A 1504 globe, possibly created by Leonardo da Vinci, depicts the New World as only South America, excluding North America and Central America. A conference of navigators known as Junta de Navegantes was assembled by the Spanish monarchs at Toro in 1505 and continued at Burgos in 1508 to digest all existing information about the Indies, come to an agreement on what had been discovered, and set out the future goals of Spanish exploration. Amerigo Vespucci attended both conferences, and seems to have had an outsized influence on them—at Burgos, he ended up being appointed the first piloto mayor, the chief of the navigation of Spain.

1506

The Vespucci passage above applied the "New World" label to merely the continental landmass of South America. At the time, most of the continent of North America was not yet discovered, and Vespucci's comments did not eliminate the possibility that the islands of the Antilles discovered earlier by Christopher Columbus might still be the eastern edges of Asia, as Columbus continued to insist until his death in 1506.

1511

Peter Martyr, who had been writing and circulating private letters commenting on Columbus's discoveries since 1493, often shares credit with Vespucci for designating the Americas as a new world. Peter Martyr used the term Orbe Novo, meaning "New Globe", in the title of his history of the discovery of the Americas, which began appearing in 1511.

1513

The western coast of the New World, including the Pacific Ocean, was discovered in 1513 by Vasco Núñez de Balboa, twenty years after Columbus' initial voyage.
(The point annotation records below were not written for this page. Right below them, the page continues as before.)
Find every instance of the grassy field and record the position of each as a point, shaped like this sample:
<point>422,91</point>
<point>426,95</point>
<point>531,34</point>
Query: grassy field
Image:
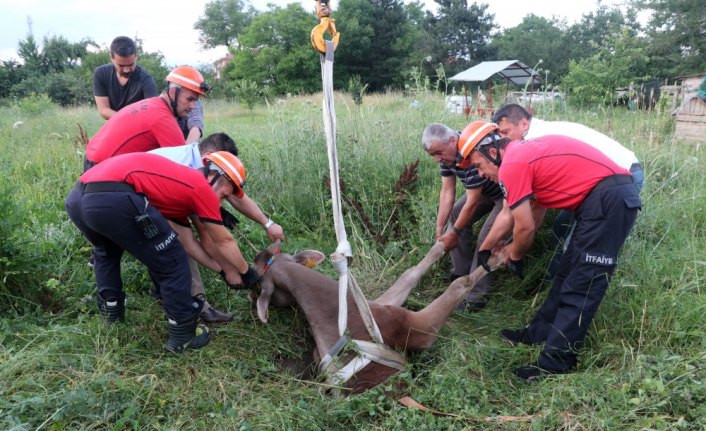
<point>643,366</point>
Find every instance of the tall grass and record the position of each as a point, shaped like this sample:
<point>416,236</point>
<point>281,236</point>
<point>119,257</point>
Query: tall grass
<point>62,368</point>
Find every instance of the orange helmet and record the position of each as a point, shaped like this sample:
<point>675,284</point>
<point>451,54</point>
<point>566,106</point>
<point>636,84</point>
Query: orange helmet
<point>189,77</point>
<point>227,164</point>
<point>473,135</point>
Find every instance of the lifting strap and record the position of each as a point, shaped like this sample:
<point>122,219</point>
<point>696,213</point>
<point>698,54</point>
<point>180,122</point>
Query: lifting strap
<point>341,257</point>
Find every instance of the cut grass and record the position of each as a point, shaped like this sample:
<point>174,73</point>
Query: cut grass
<point>642,367</point>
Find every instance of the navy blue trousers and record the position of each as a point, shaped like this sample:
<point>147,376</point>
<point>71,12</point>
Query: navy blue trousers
<point>603,222</point>
<point>107,220</point>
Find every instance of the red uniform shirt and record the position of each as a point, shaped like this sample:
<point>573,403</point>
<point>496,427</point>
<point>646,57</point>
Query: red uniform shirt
<point>556,171</point>
<point>175,190</point>
<point>139,127</point>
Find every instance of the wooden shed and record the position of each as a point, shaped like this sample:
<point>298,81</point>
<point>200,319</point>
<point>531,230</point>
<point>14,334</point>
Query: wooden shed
<point>691,120</point>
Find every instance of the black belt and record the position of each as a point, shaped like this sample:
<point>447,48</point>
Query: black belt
<point>106,186</point>
<point>613,180</point>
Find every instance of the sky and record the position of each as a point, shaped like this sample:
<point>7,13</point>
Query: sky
<point>168,26</point>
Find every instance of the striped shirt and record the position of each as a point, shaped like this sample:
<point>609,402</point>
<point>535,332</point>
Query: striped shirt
<point>471,179</point>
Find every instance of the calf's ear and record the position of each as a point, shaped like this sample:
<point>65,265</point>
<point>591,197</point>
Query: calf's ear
<point>263,301</point>
<point>309,258</point>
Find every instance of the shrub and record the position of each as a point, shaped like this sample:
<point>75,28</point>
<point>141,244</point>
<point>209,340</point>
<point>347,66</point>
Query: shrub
<point>356,88</point>
<point>35,104</point>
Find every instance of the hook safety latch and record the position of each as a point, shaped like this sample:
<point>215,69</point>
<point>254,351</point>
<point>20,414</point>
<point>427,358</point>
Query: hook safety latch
<point>327,24</point>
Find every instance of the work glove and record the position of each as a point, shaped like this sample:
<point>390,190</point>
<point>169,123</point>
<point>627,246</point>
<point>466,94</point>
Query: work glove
<point>483,256</point>
<point>250,277</point>
<point>229,220</point>
<point>516,267</point>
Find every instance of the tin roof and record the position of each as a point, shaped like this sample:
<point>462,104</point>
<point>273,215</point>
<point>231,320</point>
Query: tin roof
<point>512,70</point>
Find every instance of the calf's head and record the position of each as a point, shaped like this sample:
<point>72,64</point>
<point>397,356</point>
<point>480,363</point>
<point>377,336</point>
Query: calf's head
<point>280,272</point>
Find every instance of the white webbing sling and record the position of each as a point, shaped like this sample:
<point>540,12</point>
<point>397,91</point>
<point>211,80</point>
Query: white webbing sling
<point>341,257</point>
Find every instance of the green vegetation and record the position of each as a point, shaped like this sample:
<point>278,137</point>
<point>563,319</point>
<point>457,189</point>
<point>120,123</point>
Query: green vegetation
<point>383,41</point>
<point>63,369</point>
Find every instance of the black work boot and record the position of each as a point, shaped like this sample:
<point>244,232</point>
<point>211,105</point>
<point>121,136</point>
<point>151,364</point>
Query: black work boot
<point>111,309</point>
<point>517,336</point>
<point>186,335</point>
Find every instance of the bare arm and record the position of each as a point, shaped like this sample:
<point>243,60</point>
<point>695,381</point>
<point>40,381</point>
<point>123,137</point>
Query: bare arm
<point>194,135</point>
<point>523,230</point>
<point>193,248</point>
<point>538,213</point>
<point>226,252</point>
<point>500,230</point>
<point>450,238</point>
<point>103,105</point>
<point>251,210</point>
<point>446,203</point>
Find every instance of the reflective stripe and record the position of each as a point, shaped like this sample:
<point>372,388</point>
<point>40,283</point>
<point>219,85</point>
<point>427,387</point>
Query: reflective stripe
<point>185,79</point>
<point>231,168</point>
<point>487,128</point>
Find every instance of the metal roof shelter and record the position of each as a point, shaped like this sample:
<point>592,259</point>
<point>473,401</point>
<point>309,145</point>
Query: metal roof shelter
<point>512,70</point>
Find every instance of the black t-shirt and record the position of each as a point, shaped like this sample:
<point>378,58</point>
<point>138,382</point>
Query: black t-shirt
<point>140,86</point>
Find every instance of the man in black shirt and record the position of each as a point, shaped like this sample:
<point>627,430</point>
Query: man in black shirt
<point>455,218</point>
<point>123,82</point>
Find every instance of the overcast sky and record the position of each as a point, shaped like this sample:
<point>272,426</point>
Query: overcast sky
<point>168,26</point>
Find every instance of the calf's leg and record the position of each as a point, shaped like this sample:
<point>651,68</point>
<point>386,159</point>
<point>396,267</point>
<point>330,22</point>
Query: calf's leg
<point>397,294</point>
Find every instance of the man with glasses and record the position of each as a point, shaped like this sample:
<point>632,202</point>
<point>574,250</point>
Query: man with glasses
<point>122,82</point>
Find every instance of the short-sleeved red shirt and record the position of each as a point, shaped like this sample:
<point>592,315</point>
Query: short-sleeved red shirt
<point>139,127</point>
<point>556,171</point>
<point>175,190</point>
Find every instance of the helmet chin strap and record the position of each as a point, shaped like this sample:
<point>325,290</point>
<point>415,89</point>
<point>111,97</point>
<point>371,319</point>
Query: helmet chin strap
<point>172,102</point>
<point>209,170</point>
<point>484,150</point>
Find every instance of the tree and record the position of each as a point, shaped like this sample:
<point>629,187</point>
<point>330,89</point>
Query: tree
<point>276,52</point>
<point>534,39</point>
<point>596,29</point>
<point>379,40</point>
<point>593,80</point>
<point>58,54</point>
<point>223,23</point>
<point>28,51</point>
<point>11,72</point>
<point>677,36</point>
<point>459,35</point>
<point>246,93</point>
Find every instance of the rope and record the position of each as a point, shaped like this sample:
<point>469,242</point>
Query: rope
<point>379,352</point>
<point>341,257</point>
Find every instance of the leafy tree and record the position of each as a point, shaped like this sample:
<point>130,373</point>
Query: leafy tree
<point>11,72</point>
<point>223,23</point>
<point>247,93</point>
<point>596,29</point>
<point>276,51</point>
<point>377,41</point>
<point>58,54</point>
<point>677,36</point>
<point>28,51</point>
<point>534,39</point>
<point>593,80</point>
<point>459,35</point>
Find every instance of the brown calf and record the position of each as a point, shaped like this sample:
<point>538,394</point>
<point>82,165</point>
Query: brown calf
<point>289,280</point>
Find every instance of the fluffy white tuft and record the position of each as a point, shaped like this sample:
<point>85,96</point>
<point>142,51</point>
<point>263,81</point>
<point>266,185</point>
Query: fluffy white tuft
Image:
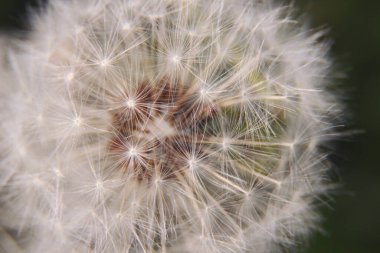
<point>163,126</point>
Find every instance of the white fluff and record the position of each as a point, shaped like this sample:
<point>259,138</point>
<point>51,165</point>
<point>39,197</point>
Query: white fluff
<point>96,155</point>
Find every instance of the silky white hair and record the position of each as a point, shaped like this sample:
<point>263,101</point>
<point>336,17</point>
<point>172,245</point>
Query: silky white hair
<point>163,126</point>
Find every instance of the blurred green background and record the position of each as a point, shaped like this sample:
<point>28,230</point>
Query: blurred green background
<point>352,222</point>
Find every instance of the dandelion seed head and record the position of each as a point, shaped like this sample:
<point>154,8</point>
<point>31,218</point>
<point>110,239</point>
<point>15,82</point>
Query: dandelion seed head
<point>164,126</point>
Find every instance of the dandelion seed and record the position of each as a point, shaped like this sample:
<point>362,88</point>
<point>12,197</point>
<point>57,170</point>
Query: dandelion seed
<point>193,126</point>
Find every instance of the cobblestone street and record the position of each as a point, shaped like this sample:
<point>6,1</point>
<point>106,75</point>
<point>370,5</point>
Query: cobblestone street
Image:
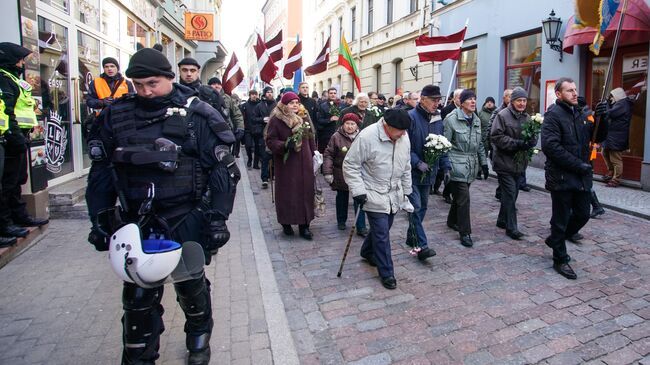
<point>499,302</point>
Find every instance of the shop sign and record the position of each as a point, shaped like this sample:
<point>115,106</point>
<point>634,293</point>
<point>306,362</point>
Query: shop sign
<point>635,64</point>
<point>56,141</point>
<point>199,26</point>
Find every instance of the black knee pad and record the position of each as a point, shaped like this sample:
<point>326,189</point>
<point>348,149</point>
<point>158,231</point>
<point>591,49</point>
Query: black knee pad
<point>194,298</point>
<point>142,324</point>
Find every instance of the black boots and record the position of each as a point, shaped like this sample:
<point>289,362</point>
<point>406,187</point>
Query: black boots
<point>597,208</point>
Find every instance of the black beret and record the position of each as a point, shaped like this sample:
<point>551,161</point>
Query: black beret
<point>189,61</point>
<point>466,94</point>
<point>110,60</point>
<point>11,53</point>
<point>431,91</point>
<point>148,62</point>
<point>397,118</point>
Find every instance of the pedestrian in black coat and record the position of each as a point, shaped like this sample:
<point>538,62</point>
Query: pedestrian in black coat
<point>566,134</point>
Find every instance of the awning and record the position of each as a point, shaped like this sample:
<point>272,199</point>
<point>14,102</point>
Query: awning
<point>636,28</point>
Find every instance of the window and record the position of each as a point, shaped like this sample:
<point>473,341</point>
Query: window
<point>370,15</point>
<point>353,25</point>
<point>414,6</point>
<point>524,66</point>
<point>466,74</point>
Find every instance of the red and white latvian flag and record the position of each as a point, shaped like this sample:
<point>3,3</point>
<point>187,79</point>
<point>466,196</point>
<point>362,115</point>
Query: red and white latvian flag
<point>264,61</point>
<point>320,65</point>
<point>233,75</point>
<point>440,48</point>
<point>274,45</point>
<point>294,61</point>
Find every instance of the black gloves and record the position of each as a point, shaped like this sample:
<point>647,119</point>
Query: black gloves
<point>361,199</point>
<point>585,168</point>
<point>291,145</point>
<point>601,109</point>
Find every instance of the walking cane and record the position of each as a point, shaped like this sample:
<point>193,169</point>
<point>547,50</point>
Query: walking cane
<point>347,247</point>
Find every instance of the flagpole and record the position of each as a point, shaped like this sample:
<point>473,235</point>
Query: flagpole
<point>453,72</point>
<point>608,75</point>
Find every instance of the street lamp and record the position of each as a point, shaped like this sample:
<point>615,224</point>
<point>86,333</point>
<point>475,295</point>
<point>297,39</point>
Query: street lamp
<point>551,26</point>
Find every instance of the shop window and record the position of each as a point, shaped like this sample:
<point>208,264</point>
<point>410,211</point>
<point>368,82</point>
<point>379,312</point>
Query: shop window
<point>53,136</point>
<point>523,67</point>
<point>63,5</point>
<point>89,68</point>
<point>466,73</point>
<point>88,12</point>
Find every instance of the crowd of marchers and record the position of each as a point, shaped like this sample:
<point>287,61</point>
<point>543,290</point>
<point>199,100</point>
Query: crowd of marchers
<point>379,153</point>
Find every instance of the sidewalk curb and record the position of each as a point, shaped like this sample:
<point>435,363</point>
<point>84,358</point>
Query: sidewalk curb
<point>283,349</point>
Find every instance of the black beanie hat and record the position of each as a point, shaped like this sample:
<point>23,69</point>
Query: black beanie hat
<point>397,118</point>
<point>148,62</point>
<point>466,94</point>
<point>11,53</point>
<point>110,60</point>
<point>189,61</point>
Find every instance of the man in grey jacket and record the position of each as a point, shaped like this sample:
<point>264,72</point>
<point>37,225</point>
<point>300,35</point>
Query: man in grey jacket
<point>377,170</point>
<point>507,141</point>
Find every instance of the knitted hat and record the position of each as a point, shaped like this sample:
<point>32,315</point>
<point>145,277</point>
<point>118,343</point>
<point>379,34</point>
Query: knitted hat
<point>110,60</point>
<point>351,116</point>
<point>431,91</point>
<point>518,93</point>
<point>397,118</point>
<point>288,97</point>
<point>466,94</point>
<point>148,62</point>
<point>618,94</point>
<point>189,61</point>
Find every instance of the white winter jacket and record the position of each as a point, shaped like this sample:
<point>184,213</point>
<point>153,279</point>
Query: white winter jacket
<point>379,168</point>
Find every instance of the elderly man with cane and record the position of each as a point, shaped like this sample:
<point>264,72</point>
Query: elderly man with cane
<point>377,170</point>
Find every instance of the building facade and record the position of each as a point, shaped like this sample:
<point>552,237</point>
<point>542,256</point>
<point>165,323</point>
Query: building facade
<point>69,39</point>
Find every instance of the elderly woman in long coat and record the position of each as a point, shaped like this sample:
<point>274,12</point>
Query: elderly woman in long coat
<point>290,137</point>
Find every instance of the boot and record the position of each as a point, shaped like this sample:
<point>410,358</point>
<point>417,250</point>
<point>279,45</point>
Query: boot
<point>597,208</point>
It was a few more years before the voyage of Ferdinand Magellan's between 1519 and 1522 determined that the Pacific Ocean definitely formed a single large body of water that separates Asia from the Americas. Several years later, the Pacific Coast of North America was mapped. The discovery of the Bering Straits in the early 18th century, established that Asia and North America were not connected by land. But some European maps of the 16th century, including the 1533 Johannes Schöner globe, still continued to depict North America as connected by a land bridge to Asia.

1524

In 1524, the term "New World" was used by Giovanni da Verrazzano in a record of his voyage that year along the Atlantic coast of North America in what is present-day Canada and the United States.